LA RUSSIE.

L'ambassadeur le plus chamarré, le plus décoré, le plus somptueux, portant l'uniforme avec une aisance parfaite et, sous toutes les grandeurs, conservant une pointe de débraillé qui est comme un cachet de race; glorieux comme doit l'être le représentant du maître de toutes les Russies.

Le personnel d'ambassade le plus complet: un conseiller, trois secrétaires, quatre attachés, tous titrés, tous décorés, et trois d'entre eux ayant des femmes charmantes en rivalité continuelle de toilette avec leur ambassadrice.

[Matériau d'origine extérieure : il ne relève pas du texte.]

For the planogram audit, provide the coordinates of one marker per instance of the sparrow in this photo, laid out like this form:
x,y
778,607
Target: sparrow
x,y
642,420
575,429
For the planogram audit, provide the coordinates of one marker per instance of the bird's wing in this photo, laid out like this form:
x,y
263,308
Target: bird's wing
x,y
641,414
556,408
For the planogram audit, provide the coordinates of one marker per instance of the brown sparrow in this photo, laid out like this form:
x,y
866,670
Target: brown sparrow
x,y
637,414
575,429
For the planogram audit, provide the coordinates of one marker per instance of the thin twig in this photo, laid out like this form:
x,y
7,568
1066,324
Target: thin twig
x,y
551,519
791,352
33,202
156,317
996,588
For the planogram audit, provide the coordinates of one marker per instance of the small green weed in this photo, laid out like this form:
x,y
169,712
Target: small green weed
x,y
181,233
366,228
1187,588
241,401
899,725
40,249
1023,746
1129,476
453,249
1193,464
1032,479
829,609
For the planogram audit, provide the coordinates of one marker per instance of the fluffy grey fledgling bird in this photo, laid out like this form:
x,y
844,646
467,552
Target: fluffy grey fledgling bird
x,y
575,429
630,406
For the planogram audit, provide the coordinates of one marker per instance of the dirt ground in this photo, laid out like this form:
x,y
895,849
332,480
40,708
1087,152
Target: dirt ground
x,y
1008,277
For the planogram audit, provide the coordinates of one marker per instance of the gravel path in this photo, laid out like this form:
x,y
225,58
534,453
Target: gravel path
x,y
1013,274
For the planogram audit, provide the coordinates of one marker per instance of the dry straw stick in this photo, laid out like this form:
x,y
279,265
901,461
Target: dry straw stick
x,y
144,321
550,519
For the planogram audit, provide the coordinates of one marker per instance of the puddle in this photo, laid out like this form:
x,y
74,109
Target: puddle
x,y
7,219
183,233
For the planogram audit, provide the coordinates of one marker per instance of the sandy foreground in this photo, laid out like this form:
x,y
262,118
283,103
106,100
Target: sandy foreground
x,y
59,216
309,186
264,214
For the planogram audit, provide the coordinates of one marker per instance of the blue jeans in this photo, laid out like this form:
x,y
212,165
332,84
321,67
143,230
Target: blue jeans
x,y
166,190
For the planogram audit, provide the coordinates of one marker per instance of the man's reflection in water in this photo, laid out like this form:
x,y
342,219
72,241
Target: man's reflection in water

Le chasseur de Son Excellence est effrayant à force d'être imposant, et la voiture de cérémonie, toute pompeuse de dorure, est menée avec fracas; on a pour cela la véritable et ancienne tradition, alors que les gens de M. l'ambassadeur étaient une petite armée très-facilement militante; du reste, la Russie est seule aujourd'hui à comprendre et à observer intégralement les vraies coutumes diplomatiques.

L'ITALIE.

Entre celles des grandes puissances, l'ambassade la moins fastueuse. L'ambassadeur, qui est jeune, conserve quelque chose de plus personnel.—Diplomate d'une habileté reconnue, il excelle à envisager, à tourner, à résoudre les situations les plus délicates, et sous une mine d'homme uniquement galant et spirituel, ne perdant pas de vue un seul instant sa position, sa responsabilité, et demeurant toujours et partout le représentant de son pays qu'on offense, qu'on courtise, et qu'on reconnaît dans sa personne. Le moins agressif des diplomates, le meilleur collègue, d'un conseil sûr; a adopté en toute circonstance l'uniforme diplomatique vert foncé sans presque de chamarrure et paraît en petite tenue au milieu du personnel de son ambassade. Eux portent l'uniforme avec l'air de gala, d'y être et de s'y plaire. Du reste, peu nombreux, juste le nécessaire: un conseiller, un premier secrétaire et deux attachés, tous pauvres, de grande maison et toujours amoureux. C'est l'ambassade la mieux vue des princesses.

L'AUTRICHE.

Corrects et très-sérieux, l'ambassadeur et l'ambassadrice; ils sont vieux, aimables, et ne regardent guère les cérémonies qu'au point de vue de distraction mondaine, d'un grand air qu'aucune fortune diverse du pays qu'ils représentent ne change ni n'amoindrit. Restent toujours, avec la plus avenante dignité, les envoyés d'une des plus vieilles maisons souveraines de l'Europe. Dans sa longue carrière, l'ambassadeur a été témoin d'événements trop contraires pour être jamais découragé ni triomphant; en toute occasion réserve l'avenir, parle très-peu d'affaires, et jusqu'à un certain point est partisan du laisser-aller, persuadé que les questions les plus compliquées se débrouillent toutes seules; tient extrêmement à la façon dont il sera reçu, salué et reconnu par le souverain, devant lequel il demeure dans un respect corrigé par la conscience qu'il tient, lui, la place d'un autre souverain. Équipage sobre, mais d'un cachet irréprochable.